Exercise 13.4.1: Why Rotation-Only Warps Suffice Conceptual

Rectification claims that warping with rotation-only homographies ($H = K_{new} R K_{old}^{-1}$, Section 13.3) can align any stereo pair's epipolar geometry. (a) Explain why a warp that corresponds to rotating the camera about its optical center cannot change which scene points are occluded by which, while a warp corresponding to translation would. (b) Identify the one camera configuration from Section 13.1 for which rectification of this kind fails badly, and explain the failure in terms of where the epipole must be sent. (c) Propose what a system observing that configuration (a forward-moving vehicle camera) should use instead of horizontal-disparity stereo.

Exercise 13.4.2: Build the Cost Volume Yourself Coding

Implement block matching from scratch as a vectorized cost volume: for a rectified pair (use a Middlebury training pair with ground truth), compute SAD over a $7 \times 7$ window for all disparities in $[0, 64]$ using only NumPy shifts and cv2.boxFilter (no per-pixel Python loops), take the argmin, and add the uniqueness test. Report your error rate (fraction of pixels off by more than 2 from ground truth) and runtime, then compare both against StereoBM and StereoSGBM. Where on the image do your extra errors concentrate, relative to the failure catalog of subsection 2?
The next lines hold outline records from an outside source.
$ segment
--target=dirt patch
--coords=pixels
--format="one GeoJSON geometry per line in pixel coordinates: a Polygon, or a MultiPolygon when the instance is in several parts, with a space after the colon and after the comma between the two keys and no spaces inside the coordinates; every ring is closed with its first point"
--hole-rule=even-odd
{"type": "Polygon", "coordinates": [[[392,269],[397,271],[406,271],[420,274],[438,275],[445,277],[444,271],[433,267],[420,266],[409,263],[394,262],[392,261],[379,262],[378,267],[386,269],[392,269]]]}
Exercise 13.4.3: The P2 Dial Analysis

Using the section's SGBM configuration on one indoor pair, sweep P2 across $\{4, 8, 16, 32, 64\} \times 3 \cdot \text{block}^2$ while holding P1 fixed, and produce a five-panel figure of the resulting disparity maps. Describe the qualitative transition: what happens to thin structures (chair legs, door frames) at high P2, and to flat walls at low P2? Connect the observed trade-off to the piecewise-smooth prior, and explain why no single P2 can be optimal for both a close-range cluttered desk and a long corridor.